Adding our support to call for regulatory clarity
Our friends at Memphis Meats and the North American Meat Institute (NAMI) have together written to President Donald J. Trump suggesting a path forward for the regulation of cultured meat in the United States.
Last month, our co-founder Prof Mark Post joined an expert roundtable at Harvard Law School to discuss a question that is generating growing interest: how will cultured meat be regulated?
The roundtable, which was organised by Chris Green of the Animal Law & Policy Program, was the first to address the regulatory concerns surrounding this brand new industry.
As the introduction of the first cultured meat products appears on the horizon, regulatory agencies around the world must determine how these new products will fit into their food safety and compliance programs.
But in the US, this discussion has become complicated by the existence of two federal agencies, both of which could potentially have jurisdiction.
The Food and Drug Administration (FDA) has expertise in assessing the safety of foods produced using culturing techniques, already overseeing products such as Quorn. But it is the US Department of Agriculture (USDA) that currently regulates meat and poultry.
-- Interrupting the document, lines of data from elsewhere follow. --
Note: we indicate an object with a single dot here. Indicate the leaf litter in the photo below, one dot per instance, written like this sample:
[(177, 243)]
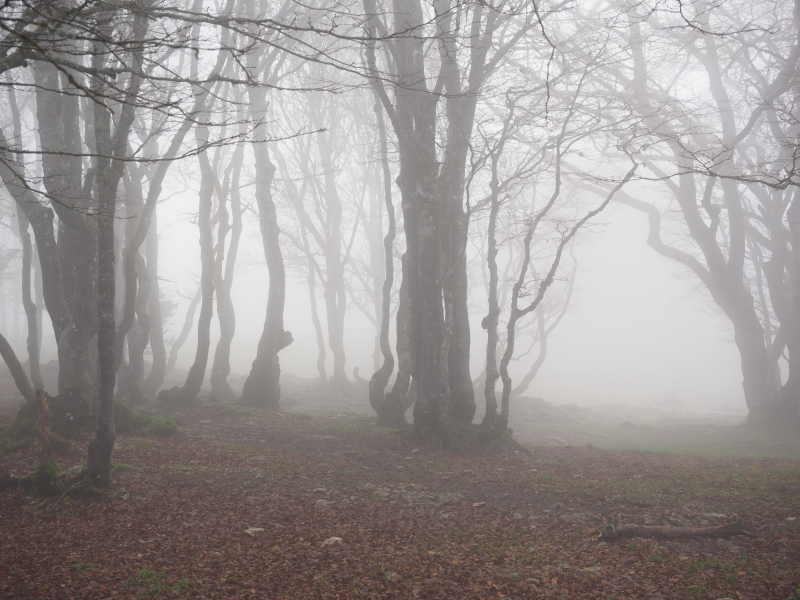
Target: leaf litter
[(331, 509)]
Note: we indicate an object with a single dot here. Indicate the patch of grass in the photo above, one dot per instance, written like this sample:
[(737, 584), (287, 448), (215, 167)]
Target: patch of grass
[(142, 444), (154, 583), (83, 567)]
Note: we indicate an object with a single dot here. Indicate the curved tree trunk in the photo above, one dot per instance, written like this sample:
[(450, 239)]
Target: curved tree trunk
[(156, 376), (33, 341), (390, 408), (109, 172), (197, 372), (188, 323), (223, 279), (16, 370), (262, 386)]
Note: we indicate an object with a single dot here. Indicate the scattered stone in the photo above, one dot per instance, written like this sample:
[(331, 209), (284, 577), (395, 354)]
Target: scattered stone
[(714, 516)]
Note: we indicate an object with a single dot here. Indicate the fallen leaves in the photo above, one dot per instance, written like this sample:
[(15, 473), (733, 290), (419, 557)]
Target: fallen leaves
[(331, 541), (510, 530)]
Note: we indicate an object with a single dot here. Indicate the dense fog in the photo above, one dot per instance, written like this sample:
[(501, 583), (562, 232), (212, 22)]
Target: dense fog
[(456, 208)]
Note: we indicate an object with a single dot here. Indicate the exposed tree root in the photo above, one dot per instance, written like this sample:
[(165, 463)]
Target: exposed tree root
[(618, 530)]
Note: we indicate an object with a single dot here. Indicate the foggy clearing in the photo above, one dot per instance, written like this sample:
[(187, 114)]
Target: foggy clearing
[(409, 299)]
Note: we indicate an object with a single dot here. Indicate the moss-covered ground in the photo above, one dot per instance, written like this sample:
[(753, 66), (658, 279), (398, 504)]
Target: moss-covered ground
[(241, 503)]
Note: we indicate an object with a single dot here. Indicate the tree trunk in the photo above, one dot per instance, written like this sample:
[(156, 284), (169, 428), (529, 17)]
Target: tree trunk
[(16, 370), (109, 172), (197, 372), (491, 320), (262, 386), (391, 408), (223, 279), (156, 376), (312, 298), (33, 341), (335, 293), (139, 334), (188, 323), (619, 530)]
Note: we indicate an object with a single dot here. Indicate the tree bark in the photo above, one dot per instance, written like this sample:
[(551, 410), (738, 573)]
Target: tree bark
[(619, 530), (27, 259), (98, 464), (196, 375), (390, 408), (223, 278), (188, 324), (262, 386), (155, 378), (16, 370)]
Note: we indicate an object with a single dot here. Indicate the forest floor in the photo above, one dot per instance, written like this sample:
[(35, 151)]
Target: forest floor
[(242, 503)]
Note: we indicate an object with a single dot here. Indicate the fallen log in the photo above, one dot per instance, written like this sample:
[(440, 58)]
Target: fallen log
[(618, 530)]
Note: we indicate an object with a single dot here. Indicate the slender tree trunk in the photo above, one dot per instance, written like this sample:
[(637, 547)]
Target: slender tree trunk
[(223, 279), (188, 323), (156, 376), (262, 386), (196, 375), (109, 172), (16, 370), (139, 334), (31, 312), (335, 293), (312, 298), (390, 408), (491, 320)]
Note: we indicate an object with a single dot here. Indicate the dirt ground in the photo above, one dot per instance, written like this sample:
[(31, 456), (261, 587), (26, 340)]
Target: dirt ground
[(322, 502)]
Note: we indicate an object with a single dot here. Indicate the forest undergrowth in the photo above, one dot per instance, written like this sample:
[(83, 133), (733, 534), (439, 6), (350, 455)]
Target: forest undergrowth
[(248, 504)]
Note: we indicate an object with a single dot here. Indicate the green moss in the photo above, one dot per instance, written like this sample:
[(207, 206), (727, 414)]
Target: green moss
[(69, 416), (143, 444), (9, 446), (173, 395), (62, 446), (44, 479), (128, 420), (123, 467)]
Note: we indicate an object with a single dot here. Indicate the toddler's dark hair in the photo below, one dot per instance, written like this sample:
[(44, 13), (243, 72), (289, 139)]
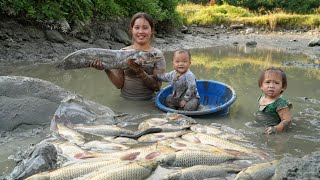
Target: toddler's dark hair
[(182, 51), (273, 70)]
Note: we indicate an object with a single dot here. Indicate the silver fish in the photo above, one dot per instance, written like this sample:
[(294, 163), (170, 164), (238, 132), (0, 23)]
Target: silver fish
[(101, 130), (111, 59), (200, 172), (258, 171), (155, 137), (134, 171), (70, 134), (103, 146), (72, 171), (189, 158)]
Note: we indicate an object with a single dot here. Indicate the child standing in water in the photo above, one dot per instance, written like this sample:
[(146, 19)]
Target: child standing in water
[(185, 94), (274, 109)]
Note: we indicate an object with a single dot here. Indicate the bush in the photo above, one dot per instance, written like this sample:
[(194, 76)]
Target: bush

Even though cultured meat production facilities will have little in common with livestock feedlots and slaughterhouses, some argue that their status as meat-producing facilities places them squarely under USDA’s control.
And so has arisen the question: which agency will be in charge?
In a joint letter sent to the White House last month, Memphis Meats and meat industry association NAMI suggest that the responsibilities should in fact be shared. Under the proposal, the FDA would oversee pre-market safety evaluations for cultured meat and, once pre-market safety has been established by the FDA, the USDA would take the lead in regulating cultured meat just as it regulates livestock meat.
As a company looking to sell to the US market in future, we think this approach makes a lot of sense.
As the letter points out, existing law, practice and precedent demonstrate that both agencies have roles to play in regulating cultured meat. And the proposed division of responsibilities plays into the respective strengths and experience of the agencies, harnessing the FDA’s expertise in cell culture technology and the USDA’s longstanding role in inspecting meat products.
As Tom Mastrobuoni, Chief Financial Officer at Tyson New Ventures, pointed out at The Good Food Conference this week, ultimately it’s up to the two agencies to decide the regulatory framework, and in fact they’re already doing so.
They have long histories of working together to ensure consumer safety and inspire public trust in new food products. We hope this joint letter offers a pathway forward for an effective collaboration by the two agencies in regulating cultured meat.